States are labelled as follows:

WO: Waiting for Operands (at least one of the operands is not available)

RE: Ready for Execution (all operands are available)

DI: Dispatched (posted to a free RS)

EX: Execution (moved to a load/store buffer or to a matching and free UF)

WB: Write Back (result is ready and is returned to the Rob by using in exclusive mode the Common Data Bus CDB)

RR: Ready to Retire (result available or STORE has completed)

CO: Commit (result is copied to the final ISA register)

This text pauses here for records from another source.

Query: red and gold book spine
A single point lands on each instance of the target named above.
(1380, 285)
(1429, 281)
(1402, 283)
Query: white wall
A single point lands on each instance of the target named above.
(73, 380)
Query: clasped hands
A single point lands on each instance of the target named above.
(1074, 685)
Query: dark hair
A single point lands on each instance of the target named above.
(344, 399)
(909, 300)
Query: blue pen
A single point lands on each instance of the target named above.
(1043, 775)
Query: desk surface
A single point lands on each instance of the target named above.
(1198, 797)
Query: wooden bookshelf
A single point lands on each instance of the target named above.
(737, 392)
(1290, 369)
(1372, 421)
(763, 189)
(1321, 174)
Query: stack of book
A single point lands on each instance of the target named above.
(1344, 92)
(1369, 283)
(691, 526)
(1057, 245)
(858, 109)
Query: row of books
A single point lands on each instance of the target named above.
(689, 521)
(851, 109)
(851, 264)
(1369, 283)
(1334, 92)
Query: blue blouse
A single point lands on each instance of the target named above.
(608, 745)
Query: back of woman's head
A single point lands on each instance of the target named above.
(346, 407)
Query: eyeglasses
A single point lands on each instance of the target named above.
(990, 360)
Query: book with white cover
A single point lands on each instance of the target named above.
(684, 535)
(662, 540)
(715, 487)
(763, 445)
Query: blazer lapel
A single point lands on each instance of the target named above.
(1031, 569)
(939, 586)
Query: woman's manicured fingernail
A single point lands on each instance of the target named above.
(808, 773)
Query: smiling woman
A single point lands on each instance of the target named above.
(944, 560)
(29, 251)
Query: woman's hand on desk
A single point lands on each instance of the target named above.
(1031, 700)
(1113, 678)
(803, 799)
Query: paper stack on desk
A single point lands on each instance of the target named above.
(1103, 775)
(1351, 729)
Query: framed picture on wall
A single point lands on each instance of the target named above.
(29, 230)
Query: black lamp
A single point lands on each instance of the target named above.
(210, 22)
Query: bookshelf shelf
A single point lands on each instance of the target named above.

State transitions happen at the following events:

from QUEUE to WO: ROB entry available, operand missing

from QUEUE to RE: ROB entry available, all operands available

loop at WO: waiting for operand(s)

from WO to RE: all operands available

loop at RE: waiting for a free RS

from RE to DI: RS available

loop on DI: waiting for a free UF

from DI to EX: UF available

from RE to EX: a LOAD/STORE starts execution

loop at EX: multi-cycle execution in a UF, or waiting for CDB

from EX to WB: result written to the ROB with exclusive use of CDB

from EX to RR: STORE completed, branch evaluted

loop at RR: instruction completed, not at the head of the ROB

from RR to CO: instruction at the head of the ROB, no exception raised

Resources
Register-to-Register instructions hold resources as follows:

ROB: from state WO (or RE) up to CO, inclusive;

RS: state DI

UF: EX and WB

Load/Store instructions hold resources as follows:

ROB: from state WO (or RE) up to CO, inclusive;

Load buffer: from state WO (or RE) up to WB

Store buffer: from state (or RE) up to EX (do not use WB)

Forwarding: a write on the CDB (WB) makes the operand available to the consumer in the same clock cycle. If the consumer is doing a state transition from QUEUE to WO or RE, that operand is made available; if the consumer is in WO, it goes to RE in the same clock cycle of WB for the producer.

Branches: they compute Next-PC and the branch condition in EX and optionally forward Next-PC to the “in-order” section of the pipeline (Fetch states) in the next clock cycle. They do not enter WB and go to RR instead.